Otro caso curioso es el del dictador Nicolás Ceausescu. En 1967, el año de su aparición en la escena política, fue percibido como un líder independiente (y dictatorial): promovió la disolución del Pacto de Varsovia. Fue crítico con las intervenciones de Checoslovaquia y Afganistán.
Pronto se aisló de Occidente y encontró un modelo a imitar en Corea del Norte, con su culto a la personalidad. En los años ochenta intentó acabar con la deuda externa a través de la “racionalización”.
Comenzaron a desaparecer artículos de primera necesidad como la carne, la leche, los huevos, el agua corriente y la luz eléctrica. No tardó en incendiarse el país. Brasov, primero, y luego Timişoara, fueron el caldo de cultivo de la rebelión que arrasó con el gobierno. Nicolae Ceauşescu perdió el apoyo del ejército y fue ejecutado en la navidad de 1989 con su esposa.
Siempre me ha llamado la atención el último discurso de Ceausescu, el 21 de diciembre de 1989, cuatro días antes de ser ejecutado por hombres que eran leales a su gobierno. “Esta mañana hemos decidido que durante el próximo año aumentaremos el salario mínimo’’.
El Muro de Berlín había sido derrumbado dos meses antes y Europa caminaba a pasos acelerados hacia una libertad que volvía anacrónico al gobierno de Ceausescu. El discurso quedó en la mente de los ciudadanos como una burla, recurso último que no tuvo ningún impacto. Tampoco la promesa de subsidios para 4 millones de niños o el incremento de las pensiones.
Ya nadie le creía. Habían pasado 22 años desde el día en que se opuso a la entrada de las tropas soviéticas en Checoeslovaquia. Al mismo tiempo alimentó la corrupción y el nepotismo. Monopolizó los cargos importantes alrededor de su familia y vivía en la opulencia mientras la gente se moría de hambre.
Ese aumento de sueldo ya no pudo frenar lo que se había iniciado en la calle. El 16 de diciembre apareció la primera protesta en Timisoara, que al día siguiente se extendió cuando los manifestantes ingresaron en la sede del Comité del Distrito del Partido Comunista Rumano. Allí destruyeron documentos oficiales, propaganda, discursos escritos por el “conducator’’, como se hacía llamar, porque era conductor y educador de su pueblo.

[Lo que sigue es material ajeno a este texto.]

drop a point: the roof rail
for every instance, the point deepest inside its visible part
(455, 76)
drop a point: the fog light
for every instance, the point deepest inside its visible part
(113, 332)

Cuando el fin asoma a la vuelta de la esquina, la historia es pródiga en ejemplos que merecen ser estudiados. Aumentar el salario para salvar el pellejo resulta mala idea. Ofrece una imagen de pérdida de poder, de desesperación, de apelar en el último minuto a una acción desesperada que no hace otra cosa que acelerar la caída.